Who makes maps and who gets mapped? The redlining map is one that secures the power of its makers: the white men on the Detroit Board of Commerce, their families, and their communities. This particular redlining map is even called Residential Security Map. But the title reflects more than a desire to secure property values. Rather, it reveals a broader desire to protect and preserve home ownership as a method of accumulating wealth, and therefore status and power, that was available to white people only. In far too many cases, data-driven “solutions” are still deployed in similar ways: in support of the interests of the people and institutions in positions of power, whose worldviews and value systems differ vastly from those of the communities whose data the systems rely upon.8
The DGEI map, by contrast, challenges this unequal distribution of data and power. It does so in three key ways. First, in the face of missing data, DGEI compiled its own counterdata. Warren describes how she developed relationships with “political people in order to use them as a means of getting information from the police department in order to find out exactly what time, where, how and who killed [each] child.”9 Second, the DGEI map plotted the data they collected with the deliberate aim of quantifying structural oppression. They intentionally and explicitly focused on the problems of “death, hunger, pain, sorrow and frustration in children,” as they explain in the report.10 Finally, the DGEI map was made by young Black people who lived in the community, under the leadership of a Black woman who was an organizer in the community, with support provided by the academic geographers.11 The identities of these makers matter, their proximity to the subject matter matters, the terms of their collaboration matter, and the leadership of the project matters.12
For these reasons, the DGEI provides a model of the second principle of data feminism: challenge power. Challenging power requires mobilizing data science to push back against existing and unequal power structures and to work toward more just and equitable futures. As we will discuss in this chapter, the goal of challenging power is closely linked to the act of examining power, the first principle of data feminism. In fact, the first step of challenging power is to examine that power. But the next step—and the reason we have chosen to dedicate two principles to the topic of power—is to take action against an unjust status quo.

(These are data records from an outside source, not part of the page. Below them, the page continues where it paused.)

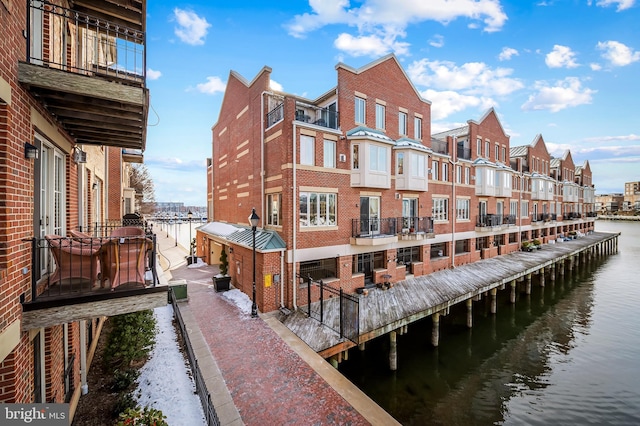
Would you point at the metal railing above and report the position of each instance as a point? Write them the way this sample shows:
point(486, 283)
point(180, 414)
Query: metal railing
point(347, 323)
point(76, 42)
point(210, 413)
point(373, 228)
point(412, 225)
point(75, 266)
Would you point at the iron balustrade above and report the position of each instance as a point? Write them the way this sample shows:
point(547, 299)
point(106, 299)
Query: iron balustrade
point(411, 225)
point(201, 388)
point(373, 228)
point(483, 220)
point(71, 267)
point(84, 44)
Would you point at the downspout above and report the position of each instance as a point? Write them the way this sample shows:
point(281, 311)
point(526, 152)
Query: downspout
point(293, 219)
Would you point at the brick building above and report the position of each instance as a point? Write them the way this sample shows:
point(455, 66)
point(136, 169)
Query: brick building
point(352, 188)
point(72, 120)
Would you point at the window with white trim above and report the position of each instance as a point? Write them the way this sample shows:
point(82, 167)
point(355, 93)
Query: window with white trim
point(440, 210)
point(330, 154)
point(307, 150)
point(380, 119)
point(360, 110)
point(402, 123)
point(318, 209)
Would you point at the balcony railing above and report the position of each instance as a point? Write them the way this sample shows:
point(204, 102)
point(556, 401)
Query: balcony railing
point(73, 41)
point(415, 225)
point(82, 265)
point(373, 228)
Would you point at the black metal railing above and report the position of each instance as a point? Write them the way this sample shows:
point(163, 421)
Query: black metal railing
point(73, 41)
point(347, 307)
point(275, 115)
point(201, 388)
point(483, 220)
point(373, 228)
point(412, 225)
point(78, 265)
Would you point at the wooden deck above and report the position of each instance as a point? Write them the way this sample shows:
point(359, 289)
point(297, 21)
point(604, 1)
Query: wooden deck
point(410, 300)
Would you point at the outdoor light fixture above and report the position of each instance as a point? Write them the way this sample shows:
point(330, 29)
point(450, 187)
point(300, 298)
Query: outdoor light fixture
point(30, 151)
point(253, 221)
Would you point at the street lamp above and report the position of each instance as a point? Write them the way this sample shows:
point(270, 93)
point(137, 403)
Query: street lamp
point(253, 221)
point(189, 216)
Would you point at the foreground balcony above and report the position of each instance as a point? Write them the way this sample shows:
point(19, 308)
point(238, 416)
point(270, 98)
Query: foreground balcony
point(87, 66)
point(81, 276)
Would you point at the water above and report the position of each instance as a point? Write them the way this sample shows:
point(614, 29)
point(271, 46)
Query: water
point(567, 354)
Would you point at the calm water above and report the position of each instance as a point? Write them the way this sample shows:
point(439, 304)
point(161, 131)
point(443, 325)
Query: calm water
point(568, 354)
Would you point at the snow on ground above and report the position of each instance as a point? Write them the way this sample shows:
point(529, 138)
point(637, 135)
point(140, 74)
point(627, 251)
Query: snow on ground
point(165, 381)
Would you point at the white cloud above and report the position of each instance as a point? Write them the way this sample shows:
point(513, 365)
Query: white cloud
point(622, 4)
point(617, 53)
point(212, 86)
point(507, 53)
point(191, 29)
point(474, 78)
point(445, 103)
point(381, 22)
point(437, 41)
point(274, 85)
point(153, 74)
point(564, 94)
point(561, 57)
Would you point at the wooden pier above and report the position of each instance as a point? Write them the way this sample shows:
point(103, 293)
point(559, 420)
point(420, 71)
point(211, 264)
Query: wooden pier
point(391, 311)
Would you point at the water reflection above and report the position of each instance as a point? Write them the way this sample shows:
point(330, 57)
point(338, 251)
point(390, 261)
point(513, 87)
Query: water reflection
point(526, 364)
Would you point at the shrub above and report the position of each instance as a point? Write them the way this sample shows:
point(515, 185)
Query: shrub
point(132, 337)
point(147, 417)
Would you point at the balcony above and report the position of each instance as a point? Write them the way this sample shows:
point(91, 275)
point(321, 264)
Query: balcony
point(82, 276)
point(87, 65)
point(373, 232)
point(415, 228)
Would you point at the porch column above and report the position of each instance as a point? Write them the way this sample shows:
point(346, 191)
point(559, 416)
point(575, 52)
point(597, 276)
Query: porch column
point(435, 331)
point(393, 351)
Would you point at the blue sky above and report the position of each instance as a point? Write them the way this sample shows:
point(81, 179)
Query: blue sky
point(566, 69)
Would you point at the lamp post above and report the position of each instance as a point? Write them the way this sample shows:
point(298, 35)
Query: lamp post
point(253, 221)
point(175, 227)
point(189, 216)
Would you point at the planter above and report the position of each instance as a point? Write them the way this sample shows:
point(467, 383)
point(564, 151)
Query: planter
point(221, 283)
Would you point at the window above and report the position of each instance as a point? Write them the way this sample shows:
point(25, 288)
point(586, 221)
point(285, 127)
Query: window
point(360, 110)
point(355, 157)
point(440, 209)
point(378, 158)
point(307, 150)
point(418, 163)
point(417, 128)
point(274, 209)
point(402, 123)
point(330, 154)
point(317, 209)
point(380, 112)
point(462, 208)
point(318, 269)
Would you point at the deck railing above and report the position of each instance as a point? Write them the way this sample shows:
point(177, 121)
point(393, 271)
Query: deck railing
point(201, 387)
point(73, 41)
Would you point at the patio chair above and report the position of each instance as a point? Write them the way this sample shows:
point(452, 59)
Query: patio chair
point(73, 259)
point(123, 260)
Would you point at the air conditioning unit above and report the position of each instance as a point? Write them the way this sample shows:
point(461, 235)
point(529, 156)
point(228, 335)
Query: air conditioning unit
point(80, 156)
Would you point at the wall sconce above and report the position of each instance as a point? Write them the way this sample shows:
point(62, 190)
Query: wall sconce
point(30, 151)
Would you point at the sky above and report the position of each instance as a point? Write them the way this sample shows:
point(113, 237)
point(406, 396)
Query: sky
point(565, 69)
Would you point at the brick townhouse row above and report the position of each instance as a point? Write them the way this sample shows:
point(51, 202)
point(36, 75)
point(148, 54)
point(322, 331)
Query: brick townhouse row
point(72, 121)
point(352, 188)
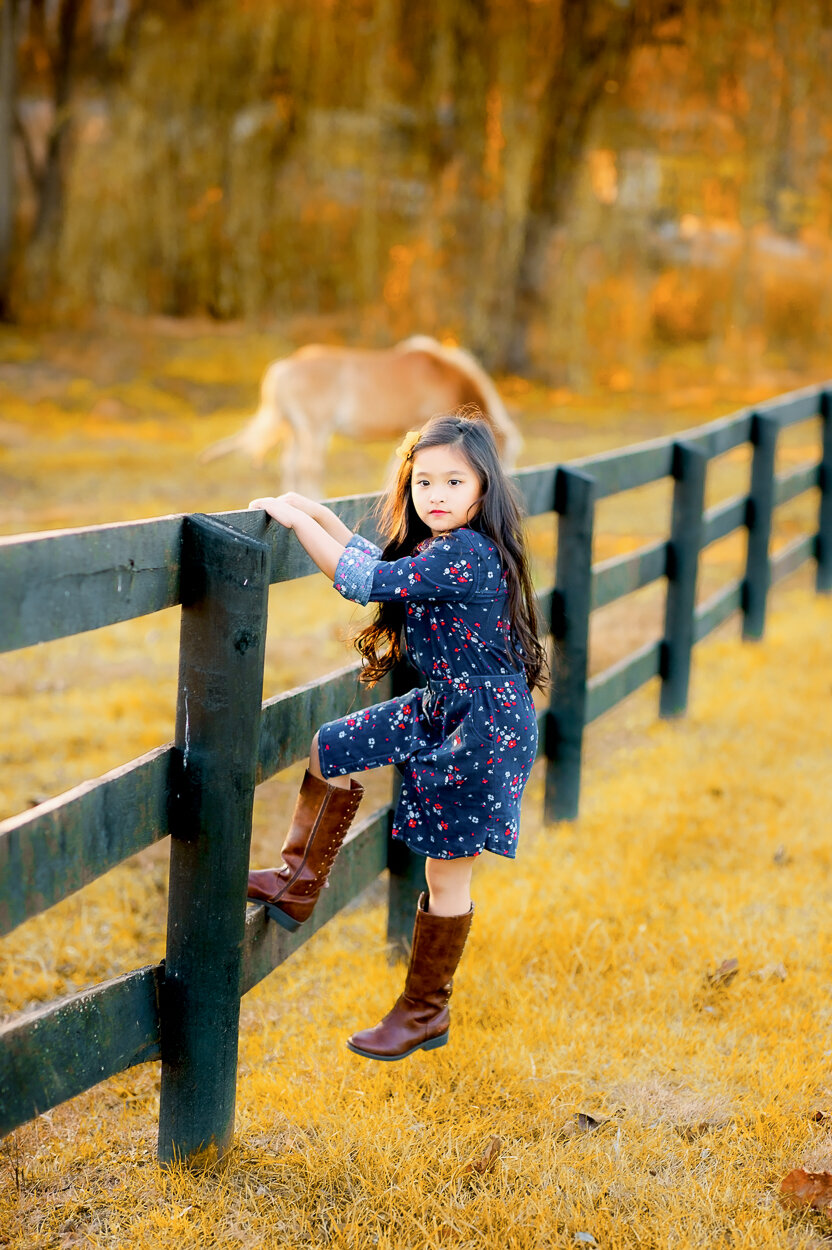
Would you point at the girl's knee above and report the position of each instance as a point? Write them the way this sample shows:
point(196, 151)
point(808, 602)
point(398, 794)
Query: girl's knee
point(446, 874)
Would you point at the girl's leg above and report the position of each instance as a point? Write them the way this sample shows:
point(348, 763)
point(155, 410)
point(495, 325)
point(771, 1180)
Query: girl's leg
point(344, 783)
point(449, 884)
point(319, 826)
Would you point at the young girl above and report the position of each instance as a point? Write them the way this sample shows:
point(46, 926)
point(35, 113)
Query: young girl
point(455, 594)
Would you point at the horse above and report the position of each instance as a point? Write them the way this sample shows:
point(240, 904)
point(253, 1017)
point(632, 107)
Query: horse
point(365, 394)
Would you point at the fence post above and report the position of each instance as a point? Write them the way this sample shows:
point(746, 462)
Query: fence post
point(406, 869)
point(571, 603)
point(758, 510)
point(225, 584)
point(690, 464)
point(823, 541)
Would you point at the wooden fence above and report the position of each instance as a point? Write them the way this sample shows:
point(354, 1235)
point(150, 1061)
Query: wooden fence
point(199, 790)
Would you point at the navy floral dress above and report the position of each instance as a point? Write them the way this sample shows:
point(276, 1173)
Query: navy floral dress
point(465, 744)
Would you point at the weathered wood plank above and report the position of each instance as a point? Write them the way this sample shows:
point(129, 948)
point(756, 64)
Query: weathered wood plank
point(796, 406)
point(722, 435)
point(790, 485)
point(616, 578)
point(765, 430)
point(723, 519)
point(63, 844)
point(359, 863)
point(690, 465)
point(717, 609)
point(823, 546)
point(225, 596)
point(65, 581)
point(570, 626)
point(290, 719)
point(792, 556)
point(64, 1048)
point(609, 688)
point(626, 469)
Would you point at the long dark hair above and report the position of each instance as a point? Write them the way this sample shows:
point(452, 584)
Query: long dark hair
point(499, 516)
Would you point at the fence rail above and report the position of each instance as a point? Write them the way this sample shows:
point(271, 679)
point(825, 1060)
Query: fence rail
point(199, 789)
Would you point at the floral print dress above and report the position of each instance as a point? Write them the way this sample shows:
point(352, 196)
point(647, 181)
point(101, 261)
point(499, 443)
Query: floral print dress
point(465, 743)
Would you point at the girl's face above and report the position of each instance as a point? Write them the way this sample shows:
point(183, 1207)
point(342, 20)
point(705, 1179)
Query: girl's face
point(445, 489)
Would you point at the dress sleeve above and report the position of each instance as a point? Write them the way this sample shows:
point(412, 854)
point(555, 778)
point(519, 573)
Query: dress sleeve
point(447, 569)
point(360, 544)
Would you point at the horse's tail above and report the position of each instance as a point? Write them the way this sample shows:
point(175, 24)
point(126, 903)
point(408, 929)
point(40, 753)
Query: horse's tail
point(264, 430)
point(491, 400)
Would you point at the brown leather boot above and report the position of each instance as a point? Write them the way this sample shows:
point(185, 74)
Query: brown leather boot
point(322, 815)
point(420, 1020)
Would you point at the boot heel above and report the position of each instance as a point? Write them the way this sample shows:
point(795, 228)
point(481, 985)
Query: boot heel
point(282, 919)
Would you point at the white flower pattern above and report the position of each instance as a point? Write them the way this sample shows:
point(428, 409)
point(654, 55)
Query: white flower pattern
point(465, 743)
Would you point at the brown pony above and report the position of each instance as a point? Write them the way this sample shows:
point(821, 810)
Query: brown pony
point(364, 394)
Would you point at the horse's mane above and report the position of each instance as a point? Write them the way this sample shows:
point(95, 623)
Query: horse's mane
point(466, 364)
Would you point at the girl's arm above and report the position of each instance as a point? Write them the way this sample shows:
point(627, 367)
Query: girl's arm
point(317, 543)
point(320, 513)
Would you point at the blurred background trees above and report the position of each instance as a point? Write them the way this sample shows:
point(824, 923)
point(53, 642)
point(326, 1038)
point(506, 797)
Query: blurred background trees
point(575, 189)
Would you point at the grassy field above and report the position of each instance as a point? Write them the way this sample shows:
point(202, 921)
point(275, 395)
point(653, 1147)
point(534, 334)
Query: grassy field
point(636, 1103)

Taking action can itself take many forms, and in this chapter we offer four starting points: (1) Collect: Compiling counterdata—in the face of missing data or institutional neglect—offers a powerful starting point as we see in the example of the DGEI, or in María Salguero’s femicide maps discussed in chapter 1. (2) Analyze: Challenging power often requires demonstrating inequitable outcomes across groups, and new computational methods are being developed to audit opaque algorithms and hold institutions accountable. (3) Imagine: We cannot only focus on inequitable outcomes, because then we will never get to the root cause of injustice. In order to truly dismantle power, we have to imagine our end point not as “fairness,” but as co-liberation. (4) Teach: The identities of data scientists matter, so how might we engage and empower newcomers to the field in order to shift the demographics and cultivate the next generation of data feminists?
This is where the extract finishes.